Canterbury and the Via Francigena: Promoting Heritage through Cultural Routes

Background and Context

The city of Canterbury has a rich heritage which is facing numerous challenges regarding its preservation and interpretation.  Common to historic cities, certain sites are the recipients of attention and funding (Canterbury Cathedral), while others deteriorate from a lack of resources and become obsolete, due to a severing of the connection between the structure and the local population.

Cultural routes offer an opportunity to make heritage that lies along them both visible and relevant to contemporary populations both in the present and in the foreseeable future.  This project represents a case-study in using a cultural route, the Via Francigena, to inform and engage the public in multiple aspects of local heritage. The Via Francigena, a cultural route designated by the Council of Europe, traces the historic roads connecting Canterbury to Rome.  The project focuses on the UK section of the route, Canterbury to Dover, promoting heritage sites connected to pilgrimage and the industrial heritage of the port town of Dover.

A series of events are organized to focus on engaging public with heritage such as a workshop, a conference and volunteering opportunities. More specifically, the workshop will extend over a half-day period and will be structured to include general presentations, small group discussions, and a comprehensive site visit.

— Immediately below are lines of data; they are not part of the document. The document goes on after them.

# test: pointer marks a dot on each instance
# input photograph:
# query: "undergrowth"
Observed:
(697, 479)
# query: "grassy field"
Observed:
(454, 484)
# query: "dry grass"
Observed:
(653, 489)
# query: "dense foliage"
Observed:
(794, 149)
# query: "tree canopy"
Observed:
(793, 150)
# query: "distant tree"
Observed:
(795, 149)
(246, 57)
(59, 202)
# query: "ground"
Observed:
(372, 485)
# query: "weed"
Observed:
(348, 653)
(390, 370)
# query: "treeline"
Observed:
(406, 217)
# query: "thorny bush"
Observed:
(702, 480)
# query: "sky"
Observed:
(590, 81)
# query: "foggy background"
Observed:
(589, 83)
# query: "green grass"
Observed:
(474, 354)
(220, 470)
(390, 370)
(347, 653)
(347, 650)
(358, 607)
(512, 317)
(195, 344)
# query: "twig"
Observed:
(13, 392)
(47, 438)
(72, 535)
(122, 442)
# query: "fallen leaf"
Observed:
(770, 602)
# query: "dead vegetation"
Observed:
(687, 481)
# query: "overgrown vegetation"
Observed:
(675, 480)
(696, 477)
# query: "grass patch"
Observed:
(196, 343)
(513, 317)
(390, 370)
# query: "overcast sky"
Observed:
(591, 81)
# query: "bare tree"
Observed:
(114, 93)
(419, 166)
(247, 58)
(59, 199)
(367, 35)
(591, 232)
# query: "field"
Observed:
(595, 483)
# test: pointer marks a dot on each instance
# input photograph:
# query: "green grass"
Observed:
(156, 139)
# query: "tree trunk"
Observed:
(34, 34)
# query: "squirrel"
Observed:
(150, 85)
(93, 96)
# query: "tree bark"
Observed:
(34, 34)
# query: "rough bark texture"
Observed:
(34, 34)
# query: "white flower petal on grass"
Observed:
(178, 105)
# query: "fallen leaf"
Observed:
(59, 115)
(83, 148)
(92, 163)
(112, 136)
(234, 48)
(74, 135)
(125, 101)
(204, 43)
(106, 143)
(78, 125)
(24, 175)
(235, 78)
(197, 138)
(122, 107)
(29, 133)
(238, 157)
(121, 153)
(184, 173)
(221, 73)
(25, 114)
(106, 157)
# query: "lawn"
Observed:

The presentations will be based on values and a theoretical model for site management planning that advocates active participation of stakeholders and the assessment of values and significance as central elements of the process. Structured small group discussions where participants can debate and expand on issues emerging from the presentations and the case studies will follow. The workshop will conclude with a discussion of barriers to the application of integrated planning in the region and recommendations for the way forward. Finally, the One-Day Conference on “Cultural Heritage in danger: illicit trafficking, armed conflicts and Cultural Diplomacy” will bring together senior government officials and leading academics from the UK and continental Europe enhancing the intercultural dialogue on contemporary critical issues in a global context. During the conference, fundamental questions of international law relating to military operations will be examined.

Main activities

A series of events organized to focus on engaging public with heritage will include:
1. A public multisensory walk from Shepherdswell to Dover (8 miles) on the Via Francigena, focusing on the historic experience of pilgrimage and highlighting the tangible heritage along the route (6th-7th May, 2017);
2. A reception at the Beaney House of Art and Knowledge to present the digital/print content designed by the applicants with participation of interested students from across the University of Kent (5th May, 2017);
3. Volunteering opportunities for Kent students at Canterbury museums;
4. A walk of 87 miles on the Via Francigena from Rome to the ancient Roman port town of Terracina (14-21 May, 2017).
5. A Half-Day Workshop under the title “Value based Management for Heritage Sites” focusing on engaging local populations in heritage (5th May, 2017)
6. A One-Day Conference under the title “Cultural Heritage in danger: illicit trafficking, armed conflicts and Cultural Diplomacy” (9th June, 2017).